Water stress – irrigation systems provide water for countries with unreliable or low rainfall. Irrigation can double crop yields, but it is expensive to put these systems in place. Water can be taken either from underground aquifers or directly from rivers. Both have environmental consequences.
Conflict – war forces farmers to flee their land or to fight in conflict. Food can be used as a weapon, with enemies cutting off food supplies in order to gain ground. Crops can also be destroyed during fighting. Food shortages have caused riots and conflict, eg the Darfur region has faced conflict for many years because of disagreements over land and grazing rights.

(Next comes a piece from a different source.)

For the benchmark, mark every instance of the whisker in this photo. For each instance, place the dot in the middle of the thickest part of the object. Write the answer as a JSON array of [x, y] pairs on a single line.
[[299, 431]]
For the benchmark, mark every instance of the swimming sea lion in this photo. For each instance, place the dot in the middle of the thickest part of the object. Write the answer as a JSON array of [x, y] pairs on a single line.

Poverty – when people have less money, they cannot afford food and they become unable to work. Families in developing countries spend much of their income on food.
Impacts of food insecurity
Food security is when the entire population of a country has access to enough safe and nutritious food to maintain an active life. The opposite is food insecurity which is a problem for lots of different countries. Countries that do not have enough food to feed everyone usually have other associated issues to overcome. Some impacts of food insecurity include:
Famine – the World Food Programme recognises three types of hunger. Undernutrition is when people do not consume enough calories. Globally, 805 million people are undernourished. Malnutrition is when people do not eat enough of the right kind foods to keep them healthy. The third type of hunger is wasting. This is the most serious type of hunger as it can go on for a long time. Hunger can eventually lead to mass starvation or famine.
Soil erosion - the removal of soil occurs more rapidly in areas that are very dry. Food insecurity can lead to soil erosion as farmers try to get more out of their land. Deforestation, overgrazing and over-cultivation expose the soil and make it vulnerable to erosion.
Rising prices – when there is less food available, the prices of food increase. Global food prices increased between 2000 and 2015. Poorer countries are more vulnerable to increasing food prices.
Social unrest – everyone needs to eat and so when food supplies are low people have to fight for their survival. Riots in Algeria in 2011 were sparked by high food prices. The prices of cooking oil, sugar and flour doubled within the space of a few months.
Riots in Algeria were sparked by high food prices.